И вероятно, только в носах таких мальчишек двадцатого века, как я, этот сладко-пресный касторочный смрад отлагался уже основной «нотой» будущих воспоминаний: стоит только мне услышать или произнести слово «авиация», и запах этот через полстолетия возникает во мне — неотразимый и неотвратимый, притягательный, тревожный. Запах марсианского мира техники, каким он явился мне тогда, в тот незабываемый день моего детства…

Прошел полдень. Заполненные до отказа трибуны гудели, как целая пасека титанических ульев. Вдоль нижних первых рядов, счастливые такой нежданной коммерцией, катали свои голубые, зеленые, темно-синие ящики на колесах мороженщики. Разносчики лимонада, булочники с корзинами, поскрипывающими за плечами или чудесным образом, без всякой поддержки, в волшебном равновесии установленными на специальных кожаных бубликообразных подушечках на голове, поверх картуза, торговцы мелким кондитерским товаром собирали обильный урожай. Мама скормила нам невесть сколько пачек шоколада «Гала-Петер», поила нас то нарзаном, то грушевой и лимонной шипучкой, подзывала продавцов, находчиво доставивших сюда уже и бутерброды с семгой, с кетовой икрой… Несколько раз она уже порывалась сказать: «Ну, дети, довольно», но, посмотрев на меня, ясно видела, что брата еще можно увести, а меня — только унести трупом.

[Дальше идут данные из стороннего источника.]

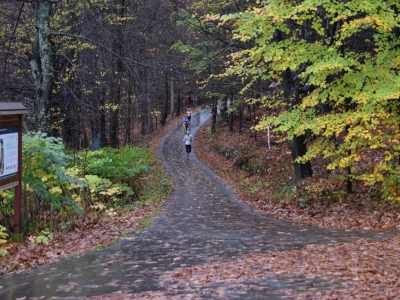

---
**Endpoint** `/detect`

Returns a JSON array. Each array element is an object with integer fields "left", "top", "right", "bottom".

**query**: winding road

[{"left": 0, "top": 112, "right": 396, "bottom": 300}]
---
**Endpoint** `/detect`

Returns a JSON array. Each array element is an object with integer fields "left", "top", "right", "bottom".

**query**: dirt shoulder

[{"left": 195, "top": 118, "right": 400, "bottom": 230}]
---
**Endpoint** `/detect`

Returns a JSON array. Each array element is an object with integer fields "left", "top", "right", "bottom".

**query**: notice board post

[{"left": 0, "top": 102, "right": 28, "bottom": 240}]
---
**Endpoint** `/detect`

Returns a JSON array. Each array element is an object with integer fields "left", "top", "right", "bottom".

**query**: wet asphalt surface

[{"left": 0, "top": 112, "right": 392, "bottom": 300}]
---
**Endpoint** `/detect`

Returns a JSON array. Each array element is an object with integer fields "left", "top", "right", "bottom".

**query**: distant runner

[
  {"left": 183, "top": 130, "right": 194, "bottom": 160},
  {"left": 183, "top": 118, "right": 190, "bottom": 133}
]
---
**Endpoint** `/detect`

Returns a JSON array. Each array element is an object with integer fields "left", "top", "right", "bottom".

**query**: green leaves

[{"left": 216, "top": 0, "right": 400, "bottom": 202}]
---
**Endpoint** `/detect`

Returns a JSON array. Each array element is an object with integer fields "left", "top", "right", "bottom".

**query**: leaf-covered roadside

[
  {"left": 195, "top": 118, "right": 400, "bottom": 230},
  {"left": 0, "top": 117, "right": 180, "bottom": 275},
  {"left": 155, "top": 237, "right": 400, "bottom": 299},
  {"left": 0, "top": 205, "right": 158, "bottom": 275}
]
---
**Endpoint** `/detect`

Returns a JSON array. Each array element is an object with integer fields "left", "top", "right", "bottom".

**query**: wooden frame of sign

[{"left": 0, "top": 102, "right": 28, "bottom": 235}]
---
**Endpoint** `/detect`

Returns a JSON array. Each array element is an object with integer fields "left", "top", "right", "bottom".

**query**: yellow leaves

[{"left": 49, "top": 186, "right": 62, "bottom": 195}]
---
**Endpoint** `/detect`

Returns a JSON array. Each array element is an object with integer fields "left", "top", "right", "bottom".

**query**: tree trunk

[
  {"left": 160, "top": 73, "right": 169, "bottom": 126},
  {"left": 282, "top": 68, "right": 312, "bottom": 182},
  {"left": 211, "top": 96, "right": 217, "bottom": 133},
  {"left": 291, "top": 135, "right": 312, "bottom": 182},
  {"left": 30, "top": 0, "right": 54, "bottom": 133},
  {"left": 170, "top": 75, "right": 175, "bottom": 116}
]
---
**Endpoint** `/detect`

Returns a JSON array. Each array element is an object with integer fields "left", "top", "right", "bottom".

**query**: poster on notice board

[{"left": 0, "top": 127, "right": 18, "bottom": 180}]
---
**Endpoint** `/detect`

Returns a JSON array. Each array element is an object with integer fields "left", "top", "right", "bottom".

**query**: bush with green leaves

[
  {"left": 0, "top": 132, "right": 171, "bottom": 238},
  {"left": 0, "top": 225, "right": 8, "bottom": 256},
  {"left": 74, "top": 146, "right": 156, "bottom": 200}
]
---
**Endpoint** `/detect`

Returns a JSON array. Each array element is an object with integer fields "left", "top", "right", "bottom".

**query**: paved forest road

[{"left": 0, "top": 113, "right": 396, "bottom": 300}]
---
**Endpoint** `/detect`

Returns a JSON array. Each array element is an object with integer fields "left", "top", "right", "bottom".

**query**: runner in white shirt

[{"left": 183, "top": 130, "right": 194, "bottom": 159}]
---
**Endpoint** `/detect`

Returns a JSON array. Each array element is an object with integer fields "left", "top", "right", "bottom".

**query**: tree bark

[{"left": 30, "top": 0, "right": 54, "bottom": 133}]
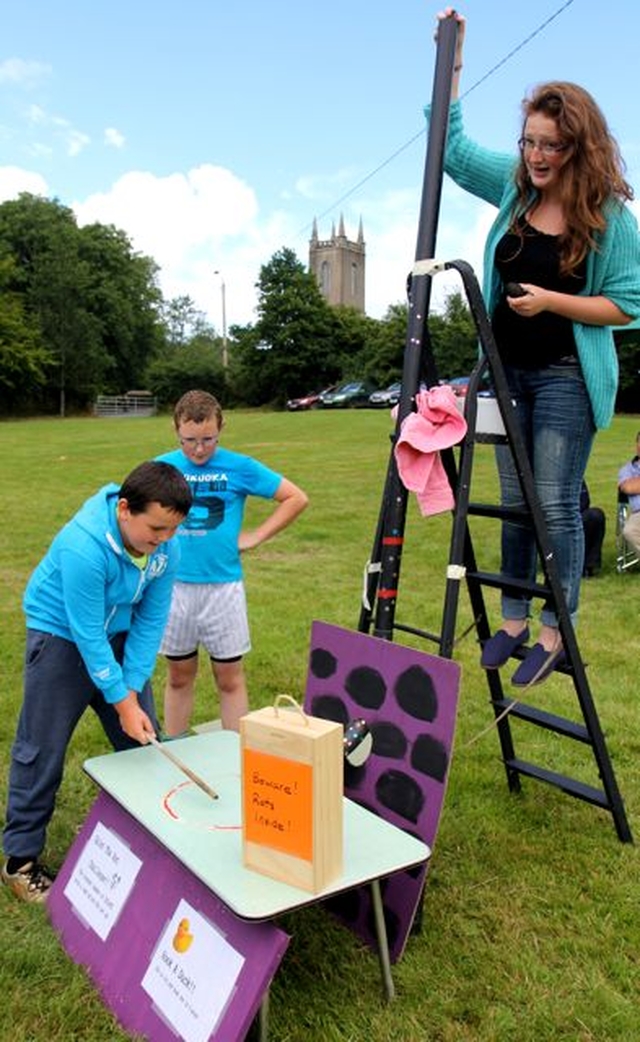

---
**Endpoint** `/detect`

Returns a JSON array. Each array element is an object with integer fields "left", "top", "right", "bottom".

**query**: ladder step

[
  {"left": 491, "top": 698, "right": 593, "bottom": 745},
  {"left": 467, "top": 503, "right": 533, "bottom": 528},
  {"left": 466, "top": 571, "right": 551, "bottom": 599},
  {"left": 504, "top": 756, "right": 611, "bottom": 811}
]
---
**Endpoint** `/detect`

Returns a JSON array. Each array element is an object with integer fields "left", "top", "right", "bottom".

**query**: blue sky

[{"left": 0, "top": 0, "right": 640, "bottom": 329}]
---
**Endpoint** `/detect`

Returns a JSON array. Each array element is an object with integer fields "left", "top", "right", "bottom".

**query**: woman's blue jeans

[{"left": 496, "top": 366, "right": 595, "bottom": 626}]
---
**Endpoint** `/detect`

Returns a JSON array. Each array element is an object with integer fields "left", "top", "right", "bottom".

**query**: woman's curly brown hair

[{"left": 516, "top": 80, "right": 634, "bottom": 274}]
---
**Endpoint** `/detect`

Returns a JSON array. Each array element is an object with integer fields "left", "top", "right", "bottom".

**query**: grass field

[{"left": 0, "top": 411, "right": 640, "bottom": 1042}]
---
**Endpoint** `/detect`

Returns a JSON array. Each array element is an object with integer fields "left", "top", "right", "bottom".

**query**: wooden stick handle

[{"left": 147, "top": 735, "right": 218, "bottom": 799}]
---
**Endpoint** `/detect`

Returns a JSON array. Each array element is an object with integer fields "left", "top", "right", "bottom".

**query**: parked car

[
  {"left": 440, "top": 376, "right": 469, "bottom": 398},
  {"left": 318, "top": 380, "right": 375, "bottom": 408},
  {"left": 286, "top": 383, "right": 336, "bottom": 413},
  {"left": 369, "top": 380, "right": 402, "bottom": 408}
]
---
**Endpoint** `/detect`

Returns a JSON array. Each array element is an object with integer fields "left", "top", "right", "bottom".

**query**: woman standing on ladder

[{"left": 438, "top": 7, "right": 640, "bottom": 687}]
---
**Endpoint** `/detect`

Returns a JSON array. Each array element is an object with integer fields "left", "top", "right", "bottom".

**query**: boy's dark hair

[
  {"left": 118, "top": 460, "right": 193, "bottom": 517},
  {"left": 173, "top": 391, "right": 222, "bottom": 430}
]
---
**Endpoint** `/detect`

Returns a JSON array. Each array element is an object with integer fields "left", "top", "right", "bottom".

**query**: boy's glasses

[{"left": 178, "top": 438, "right": 220, "bottom": 449}]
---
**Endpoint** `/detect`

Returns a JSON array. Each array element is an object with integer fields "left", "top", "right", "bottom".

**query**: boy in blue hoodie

[{"left": 1, "top": 462, "right": 192, "bottom": 902}]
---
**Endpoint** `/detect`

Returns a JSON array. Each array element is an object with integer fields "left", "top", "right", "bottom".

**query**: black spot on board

[
  {"left": 309, "top": 648, "right": 338, "bottom": 680},
  {"left": 344, "top": 760, "right": 367, "bottom": 790},
  {"left": 311, "top": 695, "right": 349, "bottom": 727},
  {"left": 395, "top": 666, "right": 438, "bottom": 720},
  {"left": 375, "top": 770, "right": 424, "bottom": 822},
  {"left": 411, "top": 735, "right": 449, "bottom": 782},
  {"left": 371, "top": 720, "right": 408, "bottom": 760},
  {"left": 344, "top": 666, "right": 387, "bottom": 710}
]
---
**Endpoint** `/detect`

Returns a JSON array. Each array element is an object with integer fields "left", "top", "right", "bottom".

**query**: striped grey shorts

[{"left": 161, "top": 581, "right": 251, "bottom": 660}]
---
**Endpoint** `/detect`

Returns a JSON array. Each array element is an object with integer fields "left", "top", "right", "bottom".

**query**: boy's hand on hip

[{"left": 115, "top": 691, "right": 155, "bottom": 745}]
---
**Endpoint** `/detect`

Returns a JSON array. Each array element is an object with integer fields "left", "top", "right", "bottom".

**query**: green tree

[
  {"left": 231, "top": 248, "right": 340, "bottom": 405},
  {"left": 368, "top": 303, "right": 409, "bottom": 387},
  {"left": 0, "top": 193, "right": 167, "bottom": 415},
  {"left": 428, "top": 291, "right": 478, "bottom": 379},
  {"left": 79, "top": 224, "right": 164, "bottom": 394},
  {"left": 0, "top": 257, "right": 53, "bottom": 413},
  {"left": 145, "top": 337, "right": 228, "bottom": 405}
]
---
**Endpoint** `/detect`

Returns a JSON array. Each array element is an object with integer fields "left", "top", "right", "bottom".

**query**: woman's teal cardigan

[{"left": 426, "top": 101, "right": 640, "bottom": 428}]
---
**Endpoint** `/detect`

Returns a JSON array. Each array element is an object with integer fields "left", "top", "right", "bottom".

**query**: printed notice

[
  {"left": 142, "top": 900, "right": 244, "bottom": 1042},
  {"left": 65, "top": 821, "right": 142, "bottom": 941},
  {"left": 243, "top": 748, "right": 314, "bottom": 861}
]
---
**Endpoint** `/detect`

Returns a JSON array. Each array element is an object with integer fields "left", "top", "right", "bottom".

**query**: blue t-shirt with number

[{"left": 156, "top": 448, "right": 282, "bottom": 582}]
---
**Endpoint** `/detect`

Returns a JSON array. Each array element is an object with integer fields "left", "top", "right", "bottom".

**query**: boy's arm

[
  {"left": 60, "top": 550, "right": 155, "bottom": 745},
  {"left": 238, "top": 477, "right": 309, "bottom": 550},
  {"left": 122, "top": 542, "right": 179, "bottom": 691}
]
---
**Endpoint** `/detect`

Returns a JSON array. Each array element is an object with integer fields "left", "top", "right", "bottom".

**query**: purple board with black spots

[{"left": 304, "top": 622, "right": 460, "bottom": 962}]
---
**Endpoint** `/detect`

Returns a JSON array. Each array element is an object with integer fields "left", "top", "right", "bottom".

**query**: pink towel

[{"left": 395, "top": 387, "right": 467, "bottom": 517}]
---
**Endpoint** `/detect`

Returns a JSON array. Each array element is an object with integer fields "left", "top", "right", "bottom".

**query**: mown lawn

[{"left": 0, "top": 411, "right": 640, "bottom": 1042}]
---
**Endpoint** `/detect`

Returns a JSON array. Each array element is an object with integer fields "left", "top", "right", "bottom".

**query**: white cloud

[
  {"left": 65, "top": 127, "right": 91, "bottom": 156},
  {"left": 0, "top": 58, "right": 51, "bottom": 88},
  {"left": 0, "top": 167, "right": 48, "bottom": 202},
  {"left": 73, "top": 164, "right": 275, "bottom": 328},
  {"left": 0, "top": 158, "right": 494, "bottom": 330},
  {"left": 104, "top": 127, "right": 124, "bottom": 148}
]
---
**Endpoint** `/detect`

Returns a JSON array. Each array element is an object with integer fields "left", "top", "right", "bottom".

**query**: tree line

[{"left": 0, "top": 193, "right": 640, "bottom": 416}]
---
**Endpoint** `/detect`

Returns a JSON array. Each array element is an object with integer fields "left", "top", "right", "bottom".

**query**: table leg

[
  {"left": 371, "top": 879, "right": 395, "bottom": 1002},
  {"left": 257, "top": 988, "right": 269, "bottom": 1042}
]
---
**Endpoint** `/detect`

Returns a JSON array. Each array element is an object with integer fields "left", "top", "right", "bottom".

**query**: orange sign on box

[
  {"left": 243, "top": 749, "right": 314, "bottom": 861},
  {"left": 240, "top": 695, "right": 344, "bottom": 892}
]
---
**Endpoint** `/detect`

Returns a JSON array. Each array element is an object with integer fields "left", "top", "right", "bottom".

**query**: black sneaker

[{"left": 0, "top": 861, "right": 54, "bottom": 904}]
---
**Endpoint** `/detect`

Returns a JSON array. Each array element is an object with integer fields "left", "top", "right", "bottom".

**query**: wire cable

[{"left": 298, "top": 0, "right": 573, "bottom": 235}]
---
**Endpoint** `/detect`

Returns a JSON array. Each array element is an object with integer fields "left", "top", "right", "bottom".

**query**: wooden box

[{"left": 240, "top": 695, "right": 344, "bottom": 893}]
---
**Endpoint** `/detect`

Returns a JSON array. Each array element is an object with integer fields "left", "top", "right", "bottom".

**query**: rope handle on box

[{"left": 273, "top": 695, "right": 309, "bottom": 727}]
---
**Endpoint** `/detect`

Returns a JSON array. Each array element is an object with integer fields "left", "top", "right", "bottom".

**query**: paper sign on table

[
  {"left": 142, "top": 900, "right": 244, "bottom": 1042},
  {"left": 65, "top": 822, "right": 142, "bottom": 941}
]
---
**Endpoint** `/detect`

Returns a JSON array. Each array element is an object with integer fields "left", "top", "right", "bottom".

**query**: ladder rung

[
  {"left": 467, "top": 503, "right": 533, "bottom": 527},
  {"left": 504, "top": 756, "right": 611, "bottom": 811},
  {"left": 491, "top": 698, "right": 593, "bottom": 745},
  {"left": 466, "top": 571, "right": 550, "bottom": 599}
]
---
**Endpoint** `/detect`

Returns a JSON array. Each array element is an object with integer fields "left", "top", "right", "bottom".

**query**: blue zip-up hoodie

[{"left": 23, "top": 485, "right": 179, "bottom": 702}]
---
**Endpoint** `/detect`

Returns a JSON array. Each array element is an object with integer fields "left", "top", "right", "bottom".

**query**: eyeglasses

[
  {"left": 518, "top": 138, "right": 569, "bottom": 156},
  {"left": 178, "top": 438, "right": 220, "bottom": 449}
]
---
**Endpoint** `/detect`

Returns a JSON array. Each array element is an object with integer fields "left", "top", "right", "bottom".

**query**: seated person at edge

[
  {"left": 2, "top": 462, "right": 191, "bottom": 902},
  {"left": 618, "top": 430, "right": 640, "bottom": 553},
  {"left": 159, "top": 391, "right": 307, "bottom": 736},
  {"left": 438, "top": 7, "right": 640, "bottom": 687}
]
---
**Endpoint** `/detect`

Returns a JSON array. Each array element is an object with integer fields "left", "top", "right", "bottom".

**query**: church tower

[{"left": 309, "top": 215, "right": 365, "bottom": 314}]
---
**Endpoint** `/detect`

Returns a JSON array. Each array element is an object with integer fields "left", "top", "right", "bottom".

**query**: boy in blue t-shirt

[{"left": 154, "top": 391, "right": 307, "bottom": 736}]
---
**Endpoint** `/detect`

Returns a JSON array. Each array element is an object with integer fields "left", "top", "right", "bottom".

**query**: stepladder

[{"left": 360, "top": 254, "right": 633, "bottom": 842}]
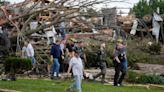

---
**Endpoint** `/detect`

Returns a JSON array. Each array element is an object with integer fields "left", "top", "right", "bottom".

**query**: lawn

[{"left": 0, "top": 79, "right": 164, "bottom": 92}]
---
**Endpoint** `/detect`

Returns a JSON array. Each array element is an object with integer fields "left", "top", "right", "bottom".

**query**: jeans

[
  {"left": 70, "top": 75, "right": 83, "bottom": 92},
  {"left": 28, "top": 56, "right": 36, "bottom": 65},
  {"left": 60, "top": 28, "right": 65, "bottom": 40},
  {"left": 114, "top": 60, "right": 128, "bottom": 85},
  {"left": 52, "top": 58, "right": 60, "bottom": 76}
]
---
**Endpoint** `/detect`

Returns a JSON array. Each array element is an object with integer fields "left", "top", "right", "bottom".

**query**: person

[
  {"left": 93, "top": 43, "right": 107, "bottom": 83},
  {"left": 114, "top": 39, "right": 127, "bottom": 86},
  {"left": 78, "top": 41, "right": 87, "bottom": 67},
  {"left": 50, "top": 39, "right": 62, "bottom": 79},
  {"left": 67, "top": 50, "right": 84, "bottom": 92},
  {"left": 60, "top": 21, "right": 65, "bottom": 40},
  {"left": 21, "top": 42, "right": 28, "bottom": 58},
  {"left": 26, "top": 40, "right": 36, "bottom": 70},
  {"left": 59, "top": 40, "right": 65, "bottom": 72}
]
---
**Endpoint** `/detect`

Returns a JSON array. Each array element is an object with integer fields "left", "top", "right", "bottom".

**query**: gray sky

[{"left": 6, "top": 0, "right": 139, "bottom": 13}]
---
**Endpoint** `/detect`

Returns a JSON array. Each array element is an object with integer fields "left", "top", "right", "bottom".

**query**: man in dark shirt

[
  {"left": 114, "top": 39, "right": 127, "bottom": 86},
  {"left": 51, "top": 40, "right": 62, "bottom": 77},
  {"left": 93, "top": 43, "right": 107, "bottom": 83}
]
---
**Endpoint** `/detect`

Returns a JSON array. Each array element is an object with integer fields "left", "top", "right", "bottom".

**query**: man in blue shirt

[{"left": 51, "top": 40, "right": 62, "bottom": 77}]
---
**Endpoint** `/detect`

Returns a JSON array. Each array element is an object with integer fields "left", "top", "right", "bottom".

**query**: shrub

[
  {"left": 4, "top": 57, "right": 32, "bottom": 73},
  {"left": 127, "top": 71, "right": 164, "bottom": 85}
]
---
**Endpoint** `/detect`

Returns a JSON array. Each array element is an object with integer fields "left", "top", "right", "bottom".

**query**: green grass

[{"left": 0, "top": 79, "right": 164, "bottom": 92}]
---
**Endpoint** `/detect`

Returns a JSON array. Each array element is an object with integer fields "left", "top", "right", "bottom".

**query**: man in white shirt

[
  {"left": 26, "top": 41, "right": 36, "bottom": 69},
  {"left": 67, "top": 50, "right": 84, "bottom": 92}
]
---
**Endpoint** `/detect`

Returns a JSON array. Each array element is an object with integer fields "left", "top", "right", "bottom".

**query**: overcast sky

[{"left": 6, "top": 0, "right": 139, "bottom": 13}]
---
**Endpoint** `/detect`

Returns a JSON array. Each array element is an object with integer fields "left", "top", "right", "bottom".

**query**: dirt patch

[{"left": 0, "top": 89, "right": 21, "bottom": 92}]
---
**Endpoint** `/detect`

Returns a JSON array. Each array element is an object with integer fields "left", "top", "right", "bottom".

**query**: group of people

[{"left": 22, "top": 36, "right": 127, "bottom": 92}]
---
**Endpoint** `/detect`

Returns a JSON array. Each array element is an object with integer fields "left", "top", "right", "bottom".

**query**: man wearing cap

[
  {"left": 67, "top": 49, "right": 84, "bottom": 92},
  {"left": 114, "top": 39, "right": 127, "bottom": 86},
  {"left": 51, "top": 40, "right": 62, "bottom": 78}
]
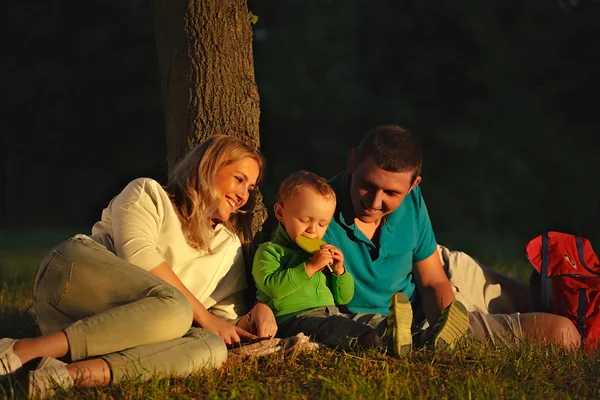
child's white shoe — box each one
[27,357,74,399]
[0,338,23,377]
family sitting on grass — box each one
[0,125,579,398]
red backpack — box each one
[525,232,600,350]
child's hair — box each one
[277,170,335,204]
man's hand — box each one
[323,244,346,276]
[306,246,333,278]
[198,313,257,345]
[250,303,277,338]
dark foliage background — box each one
[0,0,600,260]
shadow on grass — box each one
[0,308,39,339]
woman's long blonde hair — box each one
[166,135,264,253]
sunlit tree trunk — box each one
[153,0,266,262]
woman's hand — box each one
[198,313,257,345]
[244,303,277,338]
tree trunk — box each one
[153,0,267,262]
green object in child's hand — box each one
[296,235,327,254]
[296,235,333,272]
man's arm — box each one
[413,250,454,326]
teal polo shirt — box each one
[323,172,437,315]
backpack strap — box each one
[576,288,587,347]
[540,232,552,312]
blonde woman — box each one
[0,135,277,398]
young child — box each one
[252,171,468,356]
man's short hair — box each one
[356,125,423,181]
[277,170,335,204]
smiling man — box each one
[324,125,579,348]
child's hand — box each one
[323,244,346,276]
[306,246,333,278]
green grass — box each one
[0,232,600,399]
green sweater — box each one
[252,224,354,323]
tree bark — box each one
[153,0,267,262]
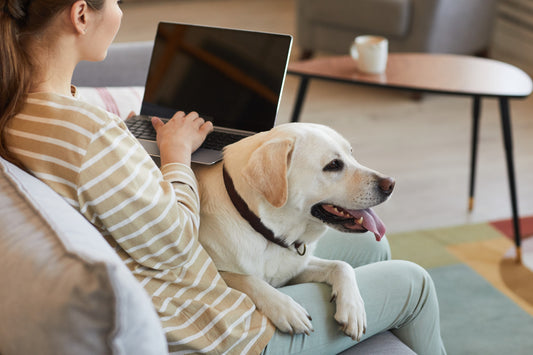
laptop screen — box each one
[141,22,292,132]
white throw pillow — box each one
[0,159,167,355]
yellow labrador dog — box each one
[195,123,394,339]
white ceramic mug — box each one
[350,35,389,74]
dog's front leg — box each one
[220,271,313,335]
[291,256,366,341]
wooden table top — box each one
[288,53,533,98]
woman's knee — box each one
[314,229,391,268]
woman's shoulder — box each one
[24,92,122,132]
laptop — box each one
[126,22,292,165]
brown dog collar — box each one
[222,166,307,256]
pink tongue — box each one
[347,208,385,242]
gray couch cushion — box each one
[304,0,411,37]
[0,159,167,355]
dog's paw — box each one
[332,292,366,341]
[261,292,314,335]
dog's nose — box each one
[379,177,396,195]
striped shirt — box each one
[6,88,274,354]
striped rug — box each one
[388,217,533,355]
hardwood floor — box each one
[116,0,533,233]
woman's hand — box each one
[152,111,213,166]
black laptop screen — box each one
[141,22,292,132]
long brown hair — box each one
[0,0,105,166]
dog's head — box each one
[222,123,394,240]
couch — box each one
[295,0,498,57]
[0,42,414,355]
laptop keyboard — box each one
[126,117,246,150]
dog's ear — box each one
[242,139,294,207]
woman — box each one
[0,0,445,354]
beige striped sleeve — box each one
[76,115,203,270]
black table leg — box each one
[291,76,309,122]
[500,97,522,263]
[468,96,481,211]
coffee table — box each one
[288,53,533,262]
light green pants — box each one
[263,230,446,355]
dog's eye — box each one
[323,159,344,171]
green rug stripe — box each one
[429,264,533,355]
[387,223,503,269]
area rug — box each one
[388,217,533,355]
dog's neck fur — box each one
[222,166,307,256]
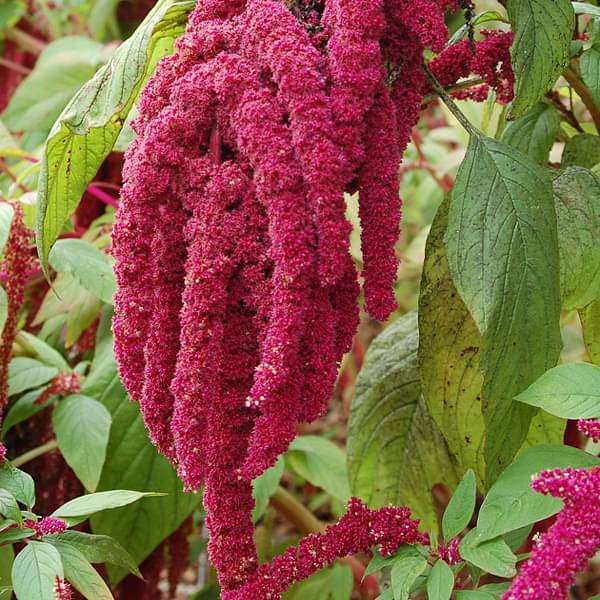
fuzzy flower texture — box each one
[502,419,600,600]
[113,0,516,598]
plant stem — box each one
[4,27,46,55]
[11,440,58,467]
[422,63,481,137]
[271,486,379,599]
[563,67,600,133]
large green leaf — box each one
[348,313,458,528]
[553,167,600,308]
[579,44,600,108]
[52,540,113,600]
[36,0,195,270]
[460,529,517,577]
[561,133,600,169]
[502,102,560,164]
[517,363,600,419]
[446,133,562,483]
[419,199,485,482]
[44,530,142,577]
[0,546,15,588]
[579,300,600,367]
[506,0,575,118]
[52,394,112,492]
[286,435,350,504]
[2,37,102,134]
[12,542,64,600]
[477,445,600,543]
[427,560,454,600]
[52,489,161,518]
[82,344,200,583]
[0,460,35,508]
[8,356,59,396]
[442,469,477,541]
[49,239,116,304]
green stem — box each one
[423,64,481,137]
[10,440,58,467]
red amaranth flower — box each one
[25,517,67,537]
[113,0,460,594]
[54,575,73,600]
[223,498,420,600]
[577,419,600,444]
[0,202,34,419]
[502,467,600,600]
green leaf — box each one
[0,461,35,508]
[442,469,477,541]
[0,202,15,256]
[88,352,201,584]
[579,300,600,366]
[36,0,195,271]
[286,435,350,503]
[363,550,396,579]
[447,10,505,46]
[0,0,27,29]
[0,387,55,438]
[0,488,23,525]
[2,37,102,135]
[348,313,458,529]
[52,540,113,600]
[579,44,600,108]
[52,394,112,491]
[252,458,284,523]
[8,356,59,396]
[553,167,600,308]
[392,556,427,600]
[517,363,600,419]
[49,239,116,304]
[419,198,485,482]
[502,102,560,164]
[446,134,562,484]
[0,546,15,588]
[506,0,575,118]
[44,530,142,578]
[459,529,517,578]
[573,2,600,17]
[427,560,454,600]
[282,564,354,600]
[456,590,497,600]
[52,490,163,517]
[477,444,600,541]
[12,542,65,600]
[19,331,71,371]
[561,133,600,169]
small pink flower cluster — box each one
[577,419,600,444]
[430,30,515,104]
[25,517,67,537]
[223,498,421,600]
[54,575,73,600]
[502,467,600,600]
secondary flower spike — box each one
[113,0,494,598]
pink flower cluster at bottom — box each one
[54,576,73,600]
[223,498,424,600]
[577,419,600,444]
[502,467,600,600]
[25,517,67,537]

Да надо сказать, и трибуны не пустели. Может быть, кто-то уходил, но появлялись новые. Шумела, посвистывала, изощрялась в добродушных насмешках «та» публика, на заборах и деревьях… Где-то сломался сук, где-то затрещала изгородь. Туда рысью пробежал околоточный с несколькими городовыми — «Ого! Эти уже — полетели. Видишь, разбег берут!»

А уйти было и немыслимо, потому что желтая полотняная птичка «Антуанетта» (это был очень неудачный по конструкции, но очень изящного очертания аэроплан, похожий в полете — у меня было несколько цветных открыток с ним — сразу и на стрекозу и на какого-то птеродактиля, с остроугольными, причудливой формы крыльями и хвостовым оперением; он мне очень нравился по открыткам), — эта птичка не оставалась ни минуты спокойной.

Два или три раза Латам, в своей «фирменной» мягкой шахматной кепке (вроде как у Олега Попова через шестьдесят лет), садился на пилотское место, давал газ… Под нарастающий гул трибун «птеродактиль» все быстрее и быстрее пускался бежать туда, к Коломягам… Вот сейчас, вот еще чуть-чуть…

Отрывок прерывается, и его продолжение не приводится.